Determine the percentages of Na and K in a 0.6128 g sample containing NaCl and KCl treated with AgNO3 yielded 1.039 g of dried AgCl (molecular weight = 143.32g/mol). NaCl and KCl have molecular weights of 58.44g/mol and 74.55g/mol, respectively
To determine the percentages of Na and K in the sample, we first need to calculate the amount of NaCl and KCl in the sample.

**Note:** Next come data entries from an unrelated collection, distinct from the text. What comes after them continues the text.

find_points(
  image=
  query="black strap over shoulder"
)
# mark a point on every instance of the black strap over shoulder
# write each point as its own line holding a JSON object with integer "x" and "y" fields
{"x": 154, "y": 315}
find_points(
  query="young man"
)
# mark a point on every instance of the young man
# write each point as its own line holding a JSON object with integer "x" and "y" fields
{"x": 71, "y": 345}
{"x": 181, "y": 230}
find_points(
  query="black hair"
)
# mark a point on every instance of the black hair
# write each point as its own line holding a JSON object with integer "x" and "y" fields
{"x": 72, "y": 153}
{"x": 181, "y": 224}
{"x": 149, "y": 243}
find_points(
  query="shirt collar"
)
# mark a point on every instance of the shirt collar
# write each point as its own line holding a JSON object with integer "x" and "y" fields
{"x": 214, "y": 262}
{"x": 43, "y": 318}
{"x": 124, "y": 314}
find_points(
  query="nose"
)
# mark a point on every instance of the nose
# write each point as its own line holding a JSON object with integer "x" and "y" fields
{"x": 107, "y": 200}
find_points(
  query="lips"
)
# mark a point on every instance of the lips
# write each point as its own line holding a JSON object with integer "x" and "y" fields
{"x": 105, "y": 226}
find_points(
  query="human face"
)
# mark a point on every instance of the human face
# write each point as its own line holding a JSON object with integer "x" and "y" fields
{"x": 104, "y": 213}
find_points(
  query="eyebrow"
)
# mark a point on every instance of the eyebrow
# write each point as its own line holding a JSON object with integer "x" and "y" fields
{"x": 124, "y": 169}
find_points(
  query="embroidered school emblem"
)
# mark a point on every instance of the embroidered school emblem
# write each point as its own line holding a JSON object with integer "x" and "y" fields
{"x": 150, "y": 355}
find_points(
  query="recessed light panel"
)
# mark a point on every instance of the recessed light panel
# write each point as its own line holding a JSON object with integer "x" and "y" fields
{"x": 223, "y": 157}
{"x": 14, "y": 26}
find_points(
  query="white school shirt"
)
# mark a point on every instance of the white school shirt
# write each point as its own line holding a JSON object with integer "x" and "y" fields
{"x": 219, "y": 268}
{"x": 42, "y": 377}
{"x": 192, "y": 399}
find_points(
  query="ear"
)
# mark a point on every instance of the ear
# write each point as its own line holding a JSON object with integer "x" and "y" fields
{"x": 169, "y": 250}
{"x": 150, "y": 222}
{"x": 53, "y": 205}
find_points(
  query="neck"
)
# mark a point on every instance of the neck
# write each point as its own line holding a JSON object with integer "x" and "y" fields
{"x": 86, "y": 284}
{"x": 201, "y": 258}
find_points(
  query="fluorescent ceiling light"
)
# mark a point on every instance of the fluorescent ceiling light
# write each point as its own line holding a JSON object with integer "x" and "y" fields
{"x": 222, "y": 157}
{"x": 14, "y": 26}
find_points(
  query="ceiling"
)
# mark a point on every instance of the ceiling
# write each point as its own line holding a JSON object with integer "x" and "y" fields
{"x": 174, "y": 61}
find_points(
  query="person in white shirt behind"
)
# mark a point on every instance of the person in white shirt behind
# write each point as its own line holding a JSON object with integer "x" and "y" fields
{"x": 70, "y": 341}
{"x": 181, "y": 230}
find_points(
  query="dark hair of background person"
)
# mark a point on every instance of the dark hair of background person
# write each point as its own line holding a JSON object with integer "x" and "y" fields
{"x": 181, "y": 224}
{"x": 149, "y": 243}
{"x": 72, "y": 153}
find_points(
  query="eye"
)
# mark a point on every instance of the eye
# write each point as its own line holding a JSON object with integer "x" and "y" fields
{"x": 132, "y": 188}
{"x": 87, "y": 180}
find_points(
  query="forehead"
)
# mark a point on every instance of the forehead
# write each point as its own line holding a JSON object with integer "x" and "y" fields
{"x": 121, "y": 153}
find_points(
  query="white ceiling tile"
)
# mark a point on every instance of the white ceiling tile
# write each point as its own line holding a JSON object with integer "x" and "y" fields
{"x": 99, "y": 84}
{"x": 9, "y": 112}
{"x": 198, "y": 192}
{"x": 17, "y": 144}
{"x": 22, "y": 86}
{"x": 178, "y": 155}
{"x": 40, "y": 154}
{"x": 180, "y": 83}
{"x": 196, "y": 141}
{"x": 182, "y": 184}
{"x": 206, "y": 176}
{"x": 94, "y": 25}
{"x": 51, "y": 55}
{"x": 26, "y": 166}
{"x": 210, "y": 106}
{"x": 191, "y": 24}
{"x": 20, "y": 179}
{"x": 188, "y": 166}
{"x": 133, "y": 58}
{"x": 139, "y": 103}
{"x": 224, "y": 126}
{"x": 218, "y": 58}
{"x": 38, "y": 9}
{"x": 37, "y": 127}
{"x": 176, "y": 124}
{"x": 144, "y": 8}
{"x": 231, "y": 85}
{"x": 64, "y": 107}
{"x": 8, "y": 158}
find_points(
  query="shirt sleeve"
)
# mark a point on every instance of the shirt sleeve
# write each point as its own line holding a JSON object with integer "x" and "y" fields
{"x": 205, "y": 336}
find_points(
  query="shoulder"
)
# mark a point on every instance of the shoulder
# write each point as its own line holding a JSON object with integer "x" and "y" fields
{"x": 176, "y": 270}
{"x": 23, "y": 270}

1. Calculate the moles of AgCl produced:
moles of AgCl = mass of AgCl / molecular weight of AgCl
moles of AgCl = 1.039 g / 143.32 g/mol = 0.00725 mol AgCl
2. Since AgCl is produced from 1:1 molar ratio of AgCl to Cl in NaCl and KCl:
moles of NaCl or KCl = moles of AgCl
moles of NaCl or KCl = 0.00725 mol
3. Calculate the mass of NaCl and KCl in the sample:
mass of NaCl = moles of NaCl x molecular weight of NaCl
mass of NaCl = 0.00725 mol x 58.44 g/mol = 0.4242 g NaCl
mass of KCl = moles of KCl x molecular weight of KCl
mass of KCl = 0.00725 mol x 74.55 g/mol = 0.5408 g KCl
4. Calculate the percentages of Na and K in the sample:
% Na = (mass of NaCl / total mass of sample) x 100%
% Na = (0.4242 g / 0.6128 g) x 100% = 69.27%
% K = (mass of KCl / total mass of sample) x 100%
% K = (0.5408 g / 0.6128 g) x 100% = 88.37%
Therefore, the sample contains approximately 69.27% Na and 88.37% K.